Russ King, ’70, saw his first college football game at MSU and has been attracted to the campus ever since. “I just absolutely loved the environment and the physical surroundings. I just felt like I was in a paradise—even in the winter, because it can be very beautiful then, too,” he says.
“Michigan State really fit my personality because it focused on people who maybe would never have a chance to go to school. And they personify that by going back to the community. We can apply our knowledge and help people who are living there right now.”
That love for the MSU, and for helping others led King to donate his time, talent and treasure to help make the university even better. He also credits his Christian faith for encouraging his dedication to service. King is particularly active among MSU Extension’s Detroit Partnership for Food, Learning and Innovation, which centers around urban food research and seeks to develop solutions to economic and nutritional challengers unique to urban environments. Since 2014, King has generously supported DPFLI’s mission to transform how people and communities interact with their local food systems.
He’s even advanced his own knowledge in the subject. King is a graduate of MSU Extension’s Master Gardener Program, which he joined to further his then-elementary knowledge of plants.
It stems from a love of nature that has followed King his entire life.
“I did a lot of lawn mowing when I was growing up, and I just had a great appreciation for God’s creation,” he says. “But I didn’t know anything about it.”

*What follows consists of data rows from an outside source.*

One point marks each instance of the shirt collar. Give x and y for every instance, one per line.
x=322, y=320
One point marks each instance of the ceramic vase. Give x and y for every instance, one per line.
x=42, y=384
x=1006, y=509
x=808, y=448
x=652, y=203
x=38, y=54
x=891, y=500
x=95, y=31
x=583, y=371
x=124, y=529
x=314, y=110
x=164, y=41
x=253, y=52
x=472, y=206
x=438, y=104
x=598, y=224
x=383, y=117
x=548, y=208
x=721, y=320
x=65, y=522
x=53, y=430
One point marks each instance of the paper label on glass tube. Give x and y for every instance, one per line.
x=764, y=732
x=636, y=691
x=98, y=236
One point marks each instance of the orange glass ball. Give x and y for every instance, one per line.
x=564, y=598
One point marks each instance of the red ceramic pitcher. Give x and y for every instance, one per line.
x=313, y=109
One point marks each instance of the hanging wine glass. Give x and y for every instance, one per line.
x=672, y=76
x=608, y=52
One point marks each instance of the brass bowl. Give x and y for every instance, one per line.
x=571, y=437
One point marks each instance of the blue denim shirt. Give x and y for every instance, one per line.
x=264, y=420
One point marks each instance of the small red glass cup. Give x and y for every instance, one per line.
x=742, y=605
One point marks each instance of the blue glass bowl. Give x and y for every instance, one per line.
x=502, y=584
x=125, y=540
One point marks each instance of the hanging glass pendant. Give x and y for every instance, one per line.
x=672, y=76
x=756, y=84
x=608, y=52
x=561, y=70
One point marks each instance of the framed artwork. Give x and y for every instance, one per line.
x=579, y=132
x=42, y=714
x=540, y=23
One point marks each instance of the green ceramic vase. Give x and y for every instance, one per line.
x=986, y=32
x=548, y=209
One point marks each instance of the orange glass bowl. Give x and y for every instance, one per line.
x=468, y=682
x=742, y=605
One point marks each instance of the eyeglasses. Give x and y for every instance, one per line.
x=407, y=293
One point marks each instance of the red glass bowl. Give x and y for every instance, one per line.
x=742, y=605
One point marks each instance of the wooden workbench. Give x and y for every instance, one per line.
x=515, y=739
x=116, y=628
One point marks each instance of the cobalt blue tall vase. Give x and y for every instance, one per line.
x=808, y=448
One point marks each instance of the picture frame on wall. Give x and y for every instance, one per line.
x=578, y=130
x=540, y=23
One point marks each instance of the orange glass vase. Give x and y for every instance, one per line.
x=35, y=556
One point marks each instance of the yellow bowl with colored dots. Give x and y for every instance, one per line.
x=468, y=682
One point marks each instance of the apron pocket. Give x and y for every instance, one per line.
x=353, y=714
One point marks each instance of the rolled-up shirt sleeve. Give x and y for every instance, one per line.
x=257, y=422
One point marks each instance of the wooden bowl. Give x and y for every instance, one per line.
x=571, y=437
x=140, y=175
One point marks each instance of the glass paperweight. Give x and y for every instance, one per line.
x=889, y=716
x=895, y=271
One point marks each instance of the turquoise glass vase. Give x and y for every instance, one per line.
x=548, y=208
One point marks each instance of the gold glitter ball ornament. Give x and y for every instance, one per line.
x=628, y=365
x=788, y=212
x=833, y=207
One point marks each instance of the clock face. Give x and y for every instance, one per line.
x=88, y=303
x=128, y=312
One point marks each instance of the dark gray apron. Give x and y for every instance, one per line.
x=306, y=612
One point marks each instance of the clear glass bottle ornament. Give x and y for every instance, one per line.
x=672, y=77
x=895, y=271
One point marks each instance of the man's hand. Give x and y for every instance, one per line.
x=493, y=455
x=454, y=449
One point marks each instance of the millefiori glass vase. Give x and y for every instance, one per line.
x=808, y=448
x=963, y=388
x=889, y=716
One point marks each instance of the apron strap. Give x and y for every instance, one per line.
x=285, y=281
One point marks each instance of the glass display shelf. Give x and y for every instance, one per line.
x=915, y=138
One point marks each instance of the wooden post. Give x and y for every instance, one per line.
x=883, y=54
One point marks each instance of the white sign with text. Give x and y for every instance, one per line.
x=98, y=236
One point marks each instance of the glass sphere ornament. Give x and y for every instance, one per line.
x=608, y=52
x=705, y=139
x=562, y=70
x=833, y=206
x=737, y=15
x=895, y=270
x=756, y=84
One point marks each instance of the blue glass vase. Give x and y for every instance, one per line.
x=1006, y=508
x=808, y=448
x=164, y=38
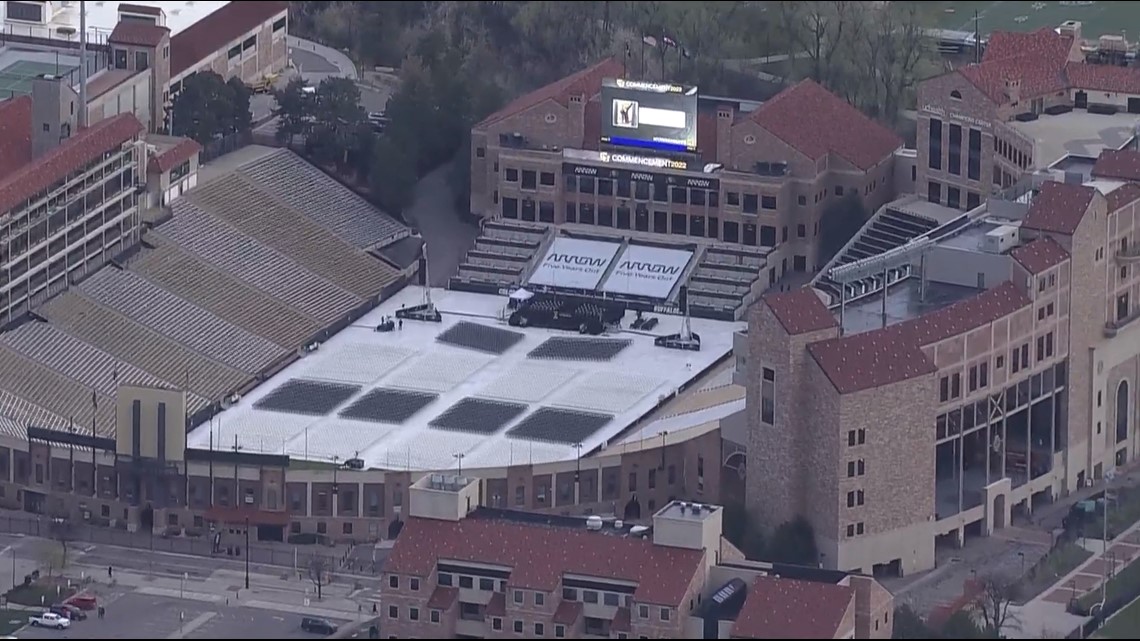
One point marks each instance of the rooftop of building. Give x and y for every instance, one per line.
x=251, y=267
x=102, y=17
x=1076, y=132
x=416, y=397
x=539, y=551
x=806, y=116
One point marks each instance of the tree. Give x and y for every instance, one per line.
x=392, y=176
x=794, y=542
x=63, y=533
x=839, y=222
x=209, y=107
x=998, y=594
x=294, y=111
x=320, y=573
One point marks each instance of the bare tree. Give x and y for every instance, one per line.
x=63, y=533
x=320, y=573
x=998, y=594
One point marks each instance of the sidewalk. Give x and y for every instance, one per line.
x=1047, y=614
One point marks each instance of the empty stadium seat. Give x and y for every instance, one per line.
x=254, y=212
x=135, y=343
x=192, y=278
x=148, y=305
x=253, y=262
x=311, y=192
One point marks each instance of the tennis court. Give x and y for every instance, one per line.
x=1098, y=17
x=17, y=78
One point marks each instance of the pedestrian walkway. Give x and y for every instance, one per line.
x=1047, y=615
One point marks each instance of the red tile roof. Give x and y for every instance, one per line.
x=143, y=9
x=892, y=355
x=815, y=122
x=138, y=34
x=86, y=146
x=868, y=360
x=783, y=608
x=1104, y=78
x=1040, y=254
x=539, y=556
x=1059, y=208
x=1123, y=164
x=1036, y=59
x=184, y=151
x=442, y=598
x=218, y=30
x=586, y=82
x=800, y=311
x=568, y=613
x=1125, y=194
x=1040, y=61
x=15, y=135
x=497, y=606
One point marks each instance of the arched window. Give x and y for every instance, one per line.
x=1122, y=412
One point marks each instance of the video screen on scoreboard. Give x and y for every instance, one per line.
x=650, y=115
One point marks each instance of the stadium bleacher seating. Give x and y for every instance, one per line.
x=194, y=280
x=889, y=228
x=308, y=189
x=502, y=253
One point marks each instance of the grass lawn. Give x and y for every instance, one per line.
x=1125, y=624
x=1098, y=18
x=1064, y=559
x=10, y=621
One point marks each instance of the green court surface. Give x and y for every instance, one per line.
x=16, y=78
x=1098, y=18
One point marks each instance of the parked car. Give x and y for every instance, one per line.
x=67, y=610
x=49, y=619
x=317, y=625
x=82, y=601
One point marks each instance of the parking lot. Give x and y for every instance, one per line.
x=139, y=616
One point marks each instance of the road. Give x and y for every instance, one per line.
x=447, y=234
x=143, y=616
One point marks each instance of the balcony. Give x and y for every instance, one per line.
x=1130, y=253
x=1114, y=326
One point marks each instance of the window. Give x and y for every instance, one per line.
x=767, y=396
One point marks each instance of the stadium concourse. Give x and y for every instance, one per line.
x=238, y=276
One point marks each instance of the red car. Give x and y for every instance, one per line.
x=82, y=601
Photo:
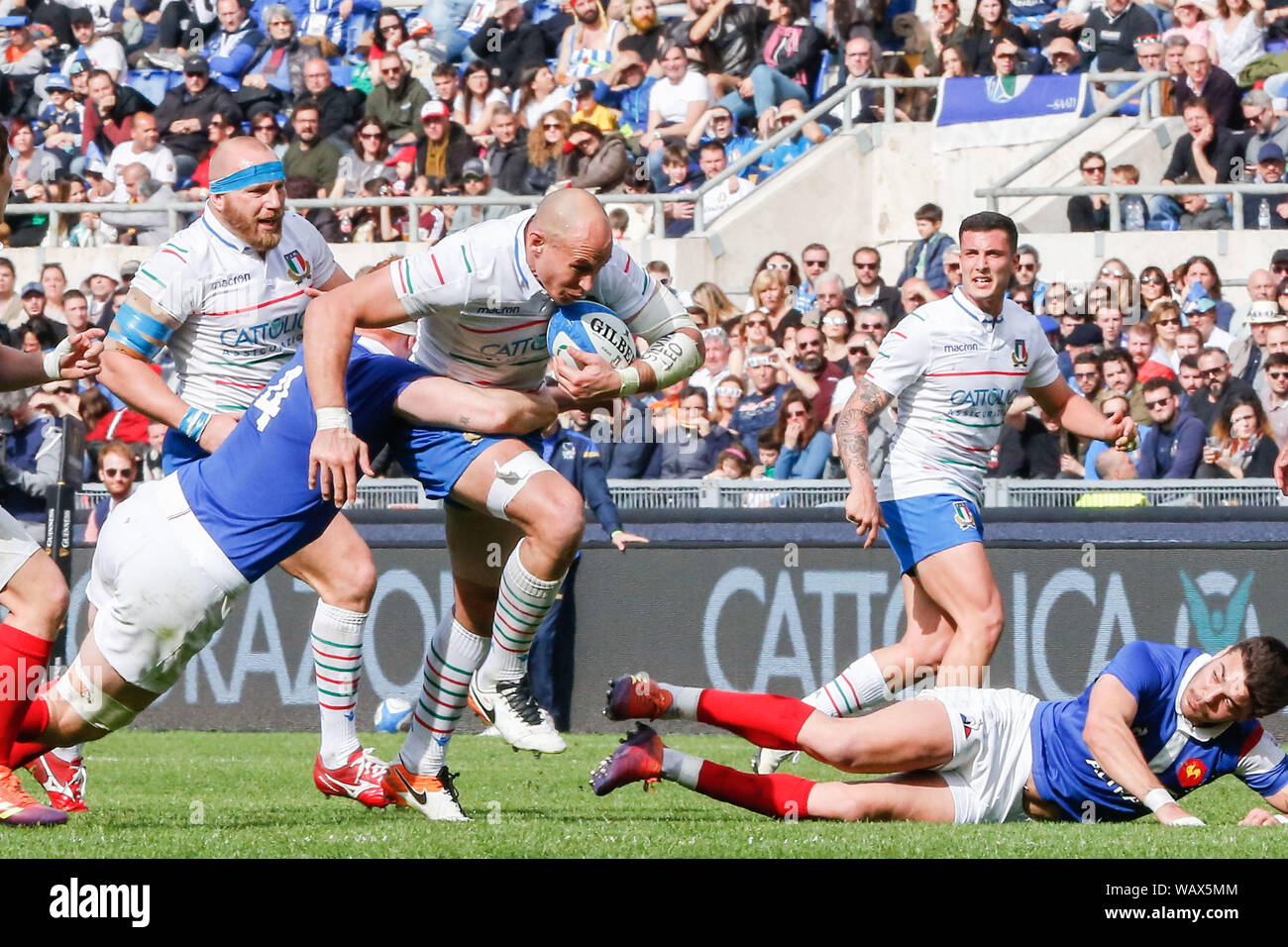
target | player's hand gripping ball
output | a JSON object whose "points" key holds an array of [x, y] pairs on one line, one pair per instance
{"points": [[590, 328]]}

King grew up in Ypsilanti, Michigan, and graduated from MSU in 1970 with a business degree. After starting his work life selling copiers, he transitioned into the investment industry where he established a successful career and went on to open his own firm — White Pine Investment Co. — in 1997.
He says that name was intentional; it was an important part of starting the business. “I wanted to find a name that represented the values and the culture that we were hoping to build. White Pine is the Michigan state tree. It’s a fast-growing tree. When there’s a storm, there might be a branch or two that gets torn off, but that gives it more character. It withstands an awful lot of turmoil, which you must do in this business.”
Resilience and generosity, the latter of which has been part of his character for as long as he can remember, are what continue to drive King today.
“When I was growing up, I had a paper route and three or four jobs until I graduated from high school,” he says. “I paid for college myself. During that time, I would buy gifts for my siblings. I got a lot more joy out of it than they did. It was just fun to do, and so I sort of got used to that.”
It’s clear that King’s greatest joys come not from what he’s done himself, but from discovering what he can do for others.
“If it’s all about you,” he says, “then boy, you’re not going to have a whole lot of impact on anybody.”